Big Data Systems

1. Big Data Characteristics

Big Data is defined by the following characteristics, often referred to as the 5Vs:

Volume: The massive amount of data generated every second from various sources.
Velocity: The speed at which data is generated, processed, and analyzed.
Variety: Different types of data, including structured, semi-structured, and unstructured data.
Veracity: The quality and reliability of data, ensuring data accuracy.
Value: The potential insights and business intelligence derived from Big Data analysis.

2. Types of Big Data

Big Data can be categorized into three major types:

Structured Data: Organized data stored in relational databases, e.g., SQL tables.
Semi-Structured Data: Data that does not fit in traditional databases but has some structure, e.g., JSON, XML, logs.
Unstructured Data: Data without a predefined model, e.g., videos, images, social media posts, emails.

3. Big Data Architecture

A Big Data architecture consists of multiple layers that handle data collection, storage, processing, and analysis. The key components are:

Data Sources: Sensors, social media, transactional databases, logs, IoT devices.
Data Ingestion: Tools like Apache Kafka, Flume, Sqoop, and NiFi for collecting and transferring data.
Storage Layer:
- Distributed storage using Hadoop Distributed File System (HDFS) or cloud-based storage.
- NoSQL databases such as HBase, Cassandra, and MongoDB.
Processing Layer:
- Batch Processing: Hadoop MapReduce, Apache Spark.
- Stream Processing: Apache Storm, Apache Flink, Spark Streaming.
Analysis & Querying: Hive, Pig, Presto, Drill for querying large datasets.
Visualization & Reporting: Tableau, Power BI, Kibana for data visualization.
Security & Governance: Data encryption, access control, auditing mechanisms.
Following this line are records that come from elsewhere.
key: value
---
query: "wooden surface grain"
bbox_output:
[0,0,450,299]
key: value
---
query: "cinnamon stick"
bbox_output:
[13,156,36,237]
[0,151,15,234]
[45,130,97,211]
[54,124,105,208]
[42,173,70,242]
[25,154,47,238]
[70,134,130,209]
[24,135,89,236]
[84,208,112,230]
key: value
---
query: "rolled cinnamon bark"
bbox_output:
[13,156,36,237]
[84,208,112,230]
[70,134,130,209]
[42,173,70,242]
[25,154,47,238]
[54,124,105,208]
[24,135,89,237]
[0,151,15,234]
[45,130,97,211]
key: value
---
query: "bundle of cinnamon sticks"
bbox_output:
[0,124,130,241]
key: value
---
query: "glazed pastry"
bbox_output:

4. Introduction to MapReduce and Hadoop

MapReduce

MapReduce is a programming model for processing large datasets in parallel across distributed clusters. It has two main phases:

Map Phase: Input data is split into key-value pairs and processed in parallel.
Reduce Phase: The output from the Map phase is aggregated, filtered, and transformed.

Example:

Input: List of words
Map: Convert words into key-value pairs (word, count)
Reduce: Aggregate word counts

Hadoop Framework

Hadoop is an open-source framework designed for distributed storage and processing of large datasets using MapReduce. The core components of Hadoop are:

Hadoop Distributed File System (HDFS) - A scalable, fault-tolerant storage system.
YARN (Yet Another Resource Negotiator) - Manages cluster resources and job scheduling.
MapReduce Engine - Executes data processing tasks in parallel.
Common Utilities - Provide libraries and utilities for Hadoop.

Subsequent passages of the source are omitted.